Before I explain the one-time reductions, let me share two assumptions in our projections. The first is an 11% drop in enrollment. While many national surveys suggest further enrollment losses are more likely, we are hopeful, that with the recruitment work we have done and the plans we have announced, our efforts will produce better results than the national surveys suggest. Our second assumption is that we will need to increase our expenditures associated with COVID-19 by $8 million in 2020-2021 to create as safe a campus environment as is possible during this pandemic. This includes paying for testing for COVID-19 for all faculty and staff, improvements in technology, facilities changes, investments in key personnel and protective equipment, and other measures.
In addition to the $6.8 million in One Oberlin reductions, the next fiscal year’s one-time reductions include: (1) a wage freeze; (2) a hiring freeze with limited exceptions (3) the suspension of the retirement contribution for 2020-2021; (4) the reduction of travel and conference attendance; (5) the cancellation of summer 2020 programs and conferences; (6) the suspension of study away for at least the fall term; (7) and other reductions in temporary staff and overtime. We will be negotiating with the college’s four unions to achieve equity across all employee groups regarding the wage and retirement contribution adjustments.

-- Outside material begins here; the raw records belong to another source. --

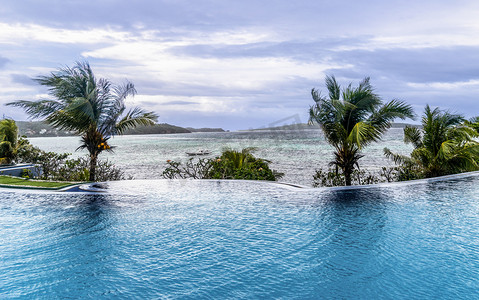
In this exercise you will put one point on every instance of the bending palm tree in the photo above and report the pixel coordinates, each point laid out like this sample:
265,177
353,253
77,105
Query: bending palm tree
445,145
8,141
93,108
352,118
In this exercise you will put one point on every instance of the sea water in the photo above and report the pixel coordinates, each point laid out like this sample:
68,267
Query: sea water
296,153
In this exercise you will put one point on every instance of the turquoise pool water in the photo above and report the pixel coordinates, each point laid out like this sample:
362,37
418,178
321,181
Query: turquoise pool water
228,240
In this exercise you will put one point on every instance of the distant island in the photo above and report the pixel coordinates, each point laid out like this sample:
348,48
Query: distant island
41,129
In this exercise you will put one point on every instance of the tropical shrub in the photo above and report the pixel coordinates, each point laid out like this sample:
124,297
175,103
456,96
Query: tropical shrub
444,145
230,165
9,142
58,167
332,178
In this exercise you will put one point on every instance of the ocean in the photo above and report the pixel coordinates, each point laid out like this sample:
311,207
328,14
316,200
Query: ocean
296,153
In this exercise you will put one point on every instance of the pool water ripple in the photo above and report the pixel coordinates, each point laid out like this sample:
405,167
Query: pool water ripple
208,239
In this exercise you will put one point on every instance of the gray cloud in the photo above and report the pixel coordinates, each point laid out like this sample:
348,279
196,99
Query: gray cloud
23,79
3,62
179,103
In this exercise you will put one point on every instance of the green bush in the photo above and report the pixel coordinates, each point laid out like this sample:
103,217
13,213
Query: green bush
230,165
332,177
55,166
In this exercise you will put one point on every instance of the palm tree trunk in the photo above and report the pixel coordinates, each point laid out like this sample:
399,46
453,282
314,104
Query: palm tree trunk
347,176
93,160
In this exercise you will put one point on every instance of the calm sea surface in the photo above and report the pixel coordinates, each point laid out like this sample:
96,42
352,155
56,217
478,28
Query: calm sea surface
296,153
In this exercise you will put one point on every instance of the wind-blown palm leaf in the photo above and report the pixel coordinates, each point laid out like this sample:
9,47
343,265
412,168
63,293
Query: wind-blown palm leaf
444,146
413,135
93,108
352,118
38,109
135,117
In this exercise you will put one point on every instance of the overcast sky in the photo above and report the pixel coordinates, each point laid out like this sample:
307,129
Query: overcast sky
246,64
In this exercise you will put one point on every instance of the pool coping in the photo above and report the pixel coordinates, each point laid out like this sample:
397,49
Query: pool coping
89,188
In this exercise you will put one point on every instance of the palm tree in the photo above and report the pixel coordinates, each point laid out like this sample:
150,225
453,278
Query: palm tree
93,108
445,144
352,118
8,141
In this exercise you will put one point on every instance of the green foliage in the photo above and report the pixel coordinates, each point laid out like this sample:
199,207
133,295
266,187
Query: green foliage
58,167
191,169
352,118
473,123
230,165
26,173
93,108
331,178
445,145
8,141
18,181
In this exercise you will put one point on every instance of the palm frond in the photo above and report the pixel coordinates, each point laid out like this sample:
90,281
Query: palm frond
413,135
38,109
398,159
135,117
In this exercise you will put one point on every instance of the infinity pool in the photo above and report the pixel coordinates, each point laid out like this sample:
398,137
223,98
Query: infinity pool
233,239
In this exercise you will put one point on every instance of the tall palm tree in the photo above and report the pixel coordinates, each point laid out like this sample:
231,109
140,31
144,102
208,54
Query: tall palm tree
8,141
444,145
93,108
352,118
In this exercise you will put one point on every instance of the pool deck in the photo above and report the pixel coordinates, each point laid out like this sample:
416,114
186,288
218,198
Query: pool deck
100,188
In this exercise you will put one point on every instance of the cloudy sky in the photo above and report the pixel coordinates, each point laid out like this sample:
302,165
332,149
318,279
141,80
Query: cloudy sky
246,64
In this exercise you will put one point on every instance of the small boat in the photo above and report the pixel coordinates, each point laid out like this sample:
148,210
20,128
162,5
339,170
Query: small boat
200,152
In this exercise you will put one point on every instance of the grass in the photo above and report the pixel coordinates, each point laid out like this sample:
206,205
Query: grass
10,181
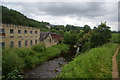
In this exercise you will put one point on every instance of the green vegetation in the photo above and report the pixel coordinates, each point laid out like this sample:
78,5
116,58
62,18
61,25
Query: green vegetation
115,38
16,60
118,60
88,38
96,63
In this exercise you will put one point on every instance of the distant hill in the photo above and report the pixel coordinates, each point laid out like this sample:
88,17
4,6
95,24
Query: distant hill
10,16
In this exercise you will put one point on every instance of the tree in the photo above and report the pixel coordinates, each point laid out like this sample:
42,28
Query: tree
100,35
86,29
70,38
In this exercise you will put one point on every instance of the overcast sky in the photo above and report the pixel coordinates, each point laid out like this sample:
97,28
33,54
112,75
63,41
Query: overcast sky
74,13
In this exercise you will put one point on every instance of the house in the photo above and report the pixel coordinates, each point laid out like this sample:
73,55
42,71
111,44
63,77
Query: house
18,36
50,38
57,37
46,38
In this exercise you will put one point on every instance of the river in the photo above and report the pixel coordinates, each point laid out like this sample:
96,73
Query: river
48,69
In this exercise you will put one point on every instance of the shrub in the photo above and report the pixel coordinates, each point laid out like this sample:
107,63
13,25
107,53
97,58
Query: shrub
22,52
96,63
39,47
11,61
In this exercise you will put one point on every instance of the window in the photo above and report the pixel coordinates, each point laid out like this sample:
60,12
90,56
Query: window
11,36
31,42
2,31
11,31
35,41
19,31
25,32
19,43
26,43
30,32
11,44
2,44
35,32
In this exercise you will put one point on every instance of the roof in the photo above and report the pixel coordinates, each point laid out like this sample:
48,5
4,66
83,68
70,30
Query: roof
43,35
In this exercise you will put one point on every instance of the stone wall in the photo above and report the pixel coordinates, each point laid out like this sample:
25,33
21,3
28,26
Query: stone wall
21,34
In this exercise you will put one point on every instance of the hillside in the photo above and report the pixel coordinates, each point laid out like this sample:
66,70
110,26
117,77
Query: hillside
10,16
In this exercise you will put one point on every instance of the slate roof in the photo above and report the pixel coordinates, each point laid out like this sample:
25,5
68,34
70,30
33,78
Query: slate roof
44,35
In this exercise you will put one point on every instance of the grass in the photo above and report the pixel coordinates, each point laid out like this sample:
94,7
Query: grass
16,60
118,60
115,38
96,63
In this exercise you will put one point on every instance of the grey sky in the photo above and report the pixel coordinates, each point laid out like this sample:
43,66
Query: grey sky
75,13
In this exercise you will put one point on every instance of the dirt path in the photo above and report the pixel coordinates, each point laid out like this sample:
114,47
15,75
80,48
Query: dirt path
115,65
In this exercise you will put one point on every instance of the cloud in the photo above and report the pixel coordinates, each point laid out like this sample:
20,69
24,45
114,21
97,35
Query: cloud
76,13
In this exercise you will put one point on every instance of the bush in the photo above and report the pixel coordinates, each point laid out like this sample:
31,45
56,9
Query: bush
115,38
11,61
22,52
38,47
96,63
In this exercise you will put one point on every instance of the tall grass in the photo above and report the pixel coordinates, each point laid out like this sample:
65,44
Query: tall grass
115,38
96,63
118,61
16,60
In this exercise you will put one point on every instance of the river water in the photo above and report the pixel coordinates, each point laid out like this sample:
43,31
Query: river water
48,69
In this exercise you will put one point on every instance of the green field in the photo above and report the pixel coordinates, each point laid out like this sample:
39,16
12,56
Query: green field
96,63
115,38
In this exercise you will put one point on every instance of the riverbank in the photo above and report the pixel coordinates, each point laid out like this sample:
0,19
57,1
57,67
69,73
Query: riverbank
96,63
48,69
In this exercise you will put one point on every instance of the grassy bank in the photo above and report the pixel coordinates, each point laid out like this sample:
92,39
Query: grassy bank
96,63
16,60
115,38
118,60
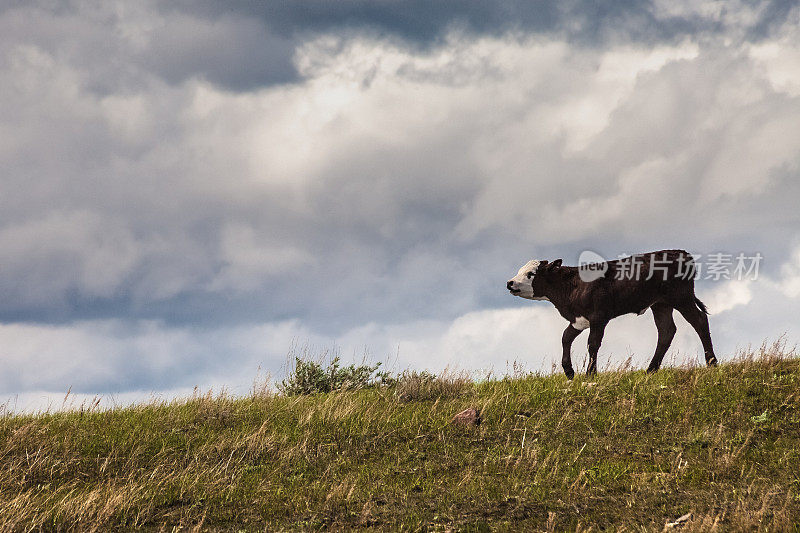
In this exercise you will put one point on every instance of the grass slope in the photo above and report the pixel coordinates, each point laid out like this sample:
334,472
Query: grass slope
627,451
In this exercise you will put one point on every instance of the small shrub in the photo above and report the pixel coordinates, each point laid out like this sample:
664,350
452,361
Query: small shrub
309,377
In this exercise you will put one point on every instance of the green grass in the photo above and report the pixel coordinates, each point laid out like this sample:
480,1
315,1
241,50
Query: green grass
625,451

It is my hope that further cuts will not be necessary. But as I have said, the pandemic has created an unpredictable environment for all of us. The current reductions are based on the facts as we know them now. If in the fall, enrollment is stronger than projected and other factors are improved, we will return to the Board with new recommendations regarding these one-time reductions. The opposite is also true. If in the fall our enrollment is not as strong as we hope or if full remote instruction was required, we would need to institute further reductions. Besides unpredictability, what is most true about this year’s financial framework is that it will need to be continuously monitored throughout the year.
We will keep you informed as we learn more about our financial picture. What we do know is that when we were challenged this year, we responded with an urgency and a commitment emblematic of Oberlin’s academic and musical excellence. We identified solutions. We motivated our students, and helped bolster our community when it was under great stress. I wish I could promise that our stress levels will be eliminated, but I can tell you that this community continues to demonstrate why I say that in this world of uncertainty, what is certain is Oberlin.